脳性麻痺児の膝過伸展(膝関節拘縮)に対する訓練について

  1.アキレス腱引っ張りトレーニング:子供の仰臥位や長座位.両親は子供のかかとの下に片手で子供の足首.もう一方の手のひらを保持し.かかとを保持し.前腕に対して子供の足を聞かせて.水平方向に沿って力を上向きに引っ張ります。 足首の手のひらを固定し.足全体を引き上げてはいけません。

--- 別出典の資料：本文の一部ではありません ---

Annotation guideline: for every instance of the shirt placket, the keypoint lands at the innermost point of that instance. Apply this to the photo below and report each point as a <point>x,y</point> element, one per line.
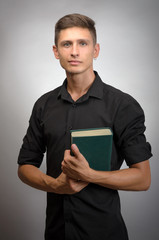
<point>67,198</point>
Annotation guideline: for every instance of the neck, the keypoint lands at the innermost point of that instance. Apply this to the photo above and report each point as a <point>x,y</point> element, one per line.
<point>78,84</point>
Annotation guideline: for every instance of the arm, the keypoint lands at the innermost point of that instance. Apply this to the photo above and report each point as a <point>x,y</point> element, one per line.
<point>135,178</point>
<point>32,176</point>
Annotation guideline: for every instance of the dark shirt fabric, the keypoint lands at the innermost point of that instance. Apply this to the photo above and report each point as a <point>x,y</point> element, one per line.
<point>94,213</point>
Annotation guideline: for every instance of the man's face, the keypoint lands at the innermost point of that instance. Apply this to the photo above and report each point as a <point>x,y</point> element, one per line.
<point>76,50</point>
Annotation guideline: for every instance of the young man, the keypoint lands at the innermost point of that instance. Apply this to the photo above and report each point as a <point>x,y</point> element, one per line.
<point>83,204</point>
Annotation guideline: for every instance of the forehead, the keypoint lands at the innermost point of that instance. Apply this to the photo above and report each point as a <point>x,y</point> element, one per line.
<point>75,33</point>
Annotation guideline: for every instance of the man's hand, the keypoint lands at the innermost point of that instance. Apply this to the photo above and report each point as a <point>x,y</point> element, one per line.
<point>75,167</point>
<point>66,185</point>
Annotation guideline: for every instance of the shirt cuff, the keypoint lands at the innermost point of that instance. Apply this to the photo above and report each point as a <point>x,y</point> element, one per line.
<point>137,153</point>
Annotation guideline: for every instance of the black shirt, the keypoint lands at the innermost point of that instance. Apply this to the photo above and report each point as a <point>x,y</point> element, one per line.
<point>93,213</point>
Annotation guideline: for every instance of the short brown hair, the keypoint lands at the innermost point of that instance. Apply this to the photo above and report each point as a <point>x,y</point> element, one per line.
<point>75,20</point>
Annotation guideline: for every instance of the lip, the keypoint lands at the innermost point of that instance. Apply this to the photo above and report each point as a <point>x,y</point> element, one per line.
<point>74,62</point>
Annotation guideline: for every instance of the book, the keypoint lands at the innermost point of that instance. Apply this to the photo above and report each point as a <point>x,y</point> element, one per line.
<point>95,144</point>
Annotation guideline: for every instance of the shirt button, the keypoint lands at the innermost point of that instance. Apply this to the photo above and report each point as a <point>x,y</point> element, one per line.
<point>74,105</point>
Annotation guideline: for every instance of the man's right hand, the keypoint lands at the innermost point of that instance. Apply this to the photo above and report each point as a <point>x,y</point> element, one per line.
<point>66,185</point>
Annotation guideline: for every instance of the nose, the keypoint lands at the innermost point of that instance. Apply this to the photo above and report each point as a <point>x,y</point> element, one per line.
<point>75,51</point>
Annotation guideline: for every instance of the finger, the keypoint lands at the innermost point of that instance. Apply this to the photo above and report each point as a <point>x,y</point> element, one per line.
<point>66,153</point>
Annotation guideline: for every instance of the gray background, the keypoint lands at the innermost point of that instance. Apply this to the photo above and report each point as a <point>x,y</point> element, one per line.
<point>129,60</point>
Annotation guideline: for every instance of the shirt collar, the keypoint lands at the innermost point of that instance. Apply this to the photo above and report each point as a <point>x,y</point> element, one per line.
<point>96,90</point>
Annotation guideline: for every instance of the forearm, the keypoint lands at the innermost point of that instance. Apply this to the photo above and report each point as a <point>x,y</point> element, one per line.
<point>131,179</point>
<point>33,177</point>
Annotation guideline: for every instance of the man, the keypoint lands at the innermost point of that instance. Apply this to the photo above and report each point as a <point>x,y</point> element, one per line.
<point>83,204</point>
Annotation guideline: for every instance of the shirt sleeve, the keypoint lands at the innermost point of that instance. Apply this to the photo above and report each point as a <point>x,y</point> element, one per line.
<point>129,131</point>
<point>33,147</point>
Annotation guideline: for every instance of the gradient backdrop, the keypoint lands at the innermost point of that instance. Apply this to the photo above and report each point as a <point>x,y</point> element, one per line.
<point>128,32</point>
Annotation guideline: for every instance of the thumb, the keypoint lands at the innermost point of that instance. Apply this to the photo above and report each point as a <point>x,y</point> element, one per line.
<point>75,150</point>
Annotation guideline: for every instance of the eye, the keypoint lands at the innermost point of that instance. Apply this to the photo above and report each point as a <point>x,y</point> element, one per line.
<point>83,43</point>
<point>66,44</point>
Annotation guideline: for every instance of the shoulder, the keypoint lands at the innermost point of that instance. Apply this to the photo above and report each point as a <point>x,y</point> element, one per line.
<point>43,100</point>
<point>117,96</point>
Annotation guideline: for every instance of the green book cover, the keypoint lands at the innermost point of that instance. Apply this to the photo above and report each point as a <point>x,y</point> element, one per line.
<point>95,145</point>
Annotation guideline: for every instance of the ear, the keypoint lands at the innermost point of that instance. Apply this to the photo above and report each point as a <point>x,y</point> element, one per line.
<point>96,50</point>
<point>55,50</point>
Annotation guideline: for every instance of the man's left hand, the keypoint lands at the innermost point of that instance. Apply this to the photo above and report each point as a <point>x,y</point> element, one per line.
<point>75,167</point>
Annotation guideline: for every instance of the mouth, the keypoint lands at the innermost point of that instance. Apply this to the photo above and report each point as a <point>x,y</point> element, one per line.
<point>74,62</point>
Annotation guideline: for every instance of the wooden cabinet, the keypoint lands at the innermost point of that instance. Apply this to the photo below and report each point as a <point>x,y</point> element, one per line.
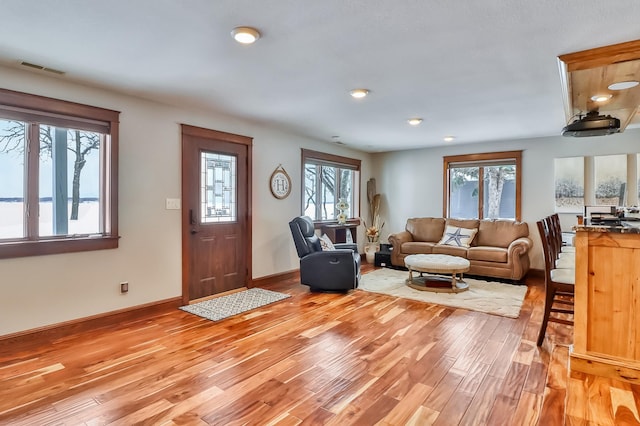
<point>607,305</point>
<point>338,233</point>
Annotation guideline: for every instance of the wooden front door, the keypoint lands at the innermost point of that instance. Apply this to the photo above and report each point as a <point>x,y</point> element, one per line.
<point>216,205</point>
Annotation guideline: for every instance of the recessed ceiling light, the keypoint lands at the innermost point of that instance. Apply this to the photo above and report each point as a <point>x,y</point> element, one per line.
<point>601,98</point>
<point>245,35</point>
<point>359,93</point>
<point>623,85</point>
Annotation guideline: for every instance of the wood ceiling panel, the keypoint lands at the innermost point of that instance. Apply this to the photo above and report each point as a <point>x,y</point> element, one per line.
<point>590,72</point>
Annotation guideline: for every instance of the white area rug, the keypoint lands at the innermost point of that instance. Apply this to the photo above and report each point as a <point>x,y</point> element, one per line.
<point>233,304</point>
<point>483,296</point>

また.使う力は主にアキレス腱を引っ張るもので.足の手のひらを押すことは.子供の足のアーチを傷めることにつながりやすいので注意しましょう。 1回のプル時間は1~3分で.プル回数は子供の足底屈筋の拘縮の度合いによって異なります。  2.両手で支えるか.ベッドの手すりやテーブルなどにつかまらせて.ゆっくりしゃがませる。 また.三角形の板の上に子供を立たせて.1回の引き回しは1〜3分程度でも構いません。  3.前大腿部の筋力を向上させる:長座姿勢の子供は.膝関節の下にタオルロールを置くなどして.膝の伸展訓練を行い.ベッドや地面から一定の距離から膝関節があるようにします。 その後.膝を強く押し.つま先を上げ.太ももの裏を6〜10秒緊張させ.リラックスさせます。 これは.座った状態でも可能です。 椅子やベッドの縁に座らせ.両手で椅子やベッドの縁を持ち.6〜lO秒間足をまっすぐ蹴り上げてから下ろします。 また.まず膝と股関節を曲げさせ.ふくらはぎの足首にブロックを当て.足をまっすぐ伸ばすように指示し.大腿前部の筋力を向上させることも可能です。 または大腿四頭筋トレーナーを使ってトレーニングする。  4.大腿部と後群の筋力を向上させるため.子どもをうつ伏せにし.親が片手で大腿部を.もう一方の手で足首を持ち.子どもが膝の曲げ伸ばしをできるように補助します。 子どもが自分でできるようになったら.親は両手で子どもの腰を支え.膝を曲げたときに腰が抜けないようにします。 同様に.保護者の方の手や.足首に巻いた土嚢などの重いものを抵抗として使うこともできます。  5.足底背屈筋の筋力向上:足底屈筋の拘縮や高緊張により膝が過伸展している子供には.特に重要な運動です。 長座させ.つま先を力強く上に引っ掛けるか.輪ゴムを使うか.輪ゴムを作って両足に巻き.片足は力強く踏み込み.もう片足は力強く上に引っ掛けるようにします。  上記のトレーニング方法に加えて.楽しみを増やすために.親がカラフルな布を使って重さの違う土嚢をいくつか縫い付けて.子供が両足のつま先を使ってつまんで.遠くない洗面器に入れようとすることも.トレーニングの目的を達成することができます。  6.膝のコントロールトレーニング:親が子どもに向かい.子どもに親の肩に手を置かせ.親は子どもの膝の外側に手を置いて.膝の動きをコントロールさせるトレーニングです。 その後.子供を直立させ.ゆっくりとしゃがませ.ゆっくりと立たせる。 子供が直立した状態で膝を正常な位置に保ち.過伸展を許さないことが重要です。 しゃがむ量は.子供の膝関節のコントロール能力によって決めるとよいでしょう。 これは.2本足から1本足へと徐々に移行しながら.小刻みに行う必要があります。